Javier Gómez Graterol: Escucharnos…

Recuerdo que, hace ya décadas, cuando estaba en la primaria, nos tocó hacer en varios grados exposiciones, estudios, y todo lo que se le ocurriese a la maestra de turno, sobre las “normas del buen oyente y del buen hablante”. Se podría decir que “nos las metieron hasta en la sopa”. Con ello se buscaba que fuésemos personas que al menos tuviésemos las nociones más básicas para una comunicación efectiva.
En la actualidad no sé si esto se sigue viendo en la formación de primaria, me da la impresión de que no, en especial por las parejas que me ha tocado atender, que, cuando uno los escucha, percibe que se están ahogando en un vaso de agua, como solían decir las abuelas, simplemente por no escucharse.
Recuerdo que, cuando estaba hablando por videollamadas con una pareja veinteañera, empezaron a hablar los dos al mismo tiempo. Les interrumpí, diciéndoles “señores, por favor, normas del buen oyente y del buen hablante”, ambos se quedaron callados, pero con cara de perplejidad, se veía que claramente que no sabian de qué les estaba hablando, lo que me asombró.
No hace falta ser adivino para saber que lo que les estuve recomendando para mejorar la relación fue cosas relacionadas a aprender a escucharse, pero con un componente adicional: tener claro el porqué escucho al otro. Aprender a escuchar con amor al otro.
 Cuando uno escucha con amor, se da cuenta de verdades como estas: “A menudo, cuando las personas comparten sentimientos negativos, solo quieren ser escuchadas y comprendidas, en lugar de que se solucione su problema” (Daphne Liu).
Uno de los problemas era de fondo que, en medio del no escucharse, él sentía que cuando ella le hablaba de cosas negativas, le estaba haciendo un reclamo velado, mientras ella simplemente percibía que él solo se ponía a la defensiva, sin que ella tuviese claro el porqué.
Otra cosa sobre la que tuve que advertirles es lo de evitar usar las confidencias que uno le hace al otro como armas arrojadizas en contra, o argumentos de defensa en las discusiones.
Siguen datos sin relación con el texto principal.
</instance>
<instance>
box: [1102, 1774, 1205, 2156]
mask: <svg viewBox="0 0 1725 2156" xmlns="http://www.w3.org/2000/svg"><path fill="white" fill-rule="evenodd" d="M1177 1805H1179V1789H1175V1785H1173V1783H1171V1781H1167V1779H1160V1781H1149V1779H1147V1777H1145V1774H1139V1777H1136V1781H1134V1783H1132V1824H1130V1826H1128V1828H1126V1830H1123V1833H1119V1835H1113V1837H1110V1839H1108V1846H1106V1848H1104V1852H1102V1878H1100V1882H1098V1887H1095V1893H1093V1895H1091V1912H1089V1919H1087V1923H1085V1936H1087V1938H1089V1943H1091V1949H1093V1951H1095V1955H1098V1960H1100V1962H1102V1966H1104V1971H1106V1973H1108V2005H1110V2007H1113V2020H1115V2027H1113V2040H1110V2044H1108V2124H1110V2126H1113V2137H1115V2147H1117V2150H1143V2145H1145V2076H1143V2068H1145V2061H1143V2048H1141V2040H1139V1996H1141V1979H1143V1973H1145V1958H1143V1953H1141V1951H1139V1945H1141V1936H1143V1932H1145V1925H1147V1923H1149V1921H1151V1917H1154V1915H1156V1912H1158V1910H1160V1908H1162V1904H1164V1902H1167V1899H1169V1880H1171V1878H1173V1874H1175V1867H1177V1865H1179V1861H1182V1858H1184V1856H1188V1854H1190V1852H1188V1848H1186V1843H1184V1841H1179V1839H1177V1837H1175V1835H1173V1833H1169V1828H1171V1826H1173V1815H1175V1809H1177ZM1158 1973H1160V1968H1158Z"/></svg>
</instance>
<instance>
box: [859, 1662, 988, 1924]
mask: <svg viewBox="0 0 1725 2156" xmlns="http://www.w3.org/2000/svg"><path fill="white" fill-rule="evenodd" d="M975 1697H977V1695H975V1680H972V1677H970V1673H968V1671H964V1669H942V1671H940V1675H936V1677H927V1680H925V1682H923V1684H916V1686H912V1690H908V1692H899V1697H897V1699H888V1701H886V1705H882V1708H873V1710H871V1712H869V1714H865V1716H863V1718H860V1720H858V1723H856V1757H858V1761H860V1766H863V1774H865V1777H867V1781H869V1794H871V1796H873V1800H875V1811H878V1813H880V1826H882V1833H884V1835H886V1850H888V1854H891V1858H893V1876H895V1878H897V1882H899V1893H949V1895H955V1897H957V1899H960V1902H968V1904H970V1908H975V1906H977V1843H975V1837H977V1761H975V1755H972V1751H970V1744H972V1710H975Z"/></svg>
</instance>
Sé en carne propia que es una de las cosas más viles que se pueden hacer, en especial cuando uno se atreve a mostrarse vulnerable frente a otro, y este, en vez de ayudar, hunde más el dedo en la herida. A mí me lo hicieron, y me costó años de terapia superarlo, por eso lo tengo tan en cuenta para enseñarlo (“Hay amigo que se vuelve enemigo, y descubrirá la disputa que te ocasiona oprobio”, Eclesiástico 6,9).
Expertos dicen que escucharse mutuamente con sinceridad y apertura de corazón es equivalente intercambiar poder de uno sobre el otro. Se dice siempre que el verdadero amigo es el que sabe cosas sobre uno que podrían hacerte daño y aún así sigue siendo tu amigo, sin juzgarte ni dañarte.
Dice la Biblia: “El amigo ama en toda ocasión, el hermano nace para tiempo de angustia” (Prv 17,17).
La mejor forma de encontrar amigos y personas que sepan escuchar, es mediante ser activos y practicantes de la fe: “El amigo fiel es remedio de vida, los que temen al Señor le encontrarán. .El que teme al Señor endereza su amistad, pues como él es, será su compañero” (Eclesiástico 6,16-17). Dios con nosotros.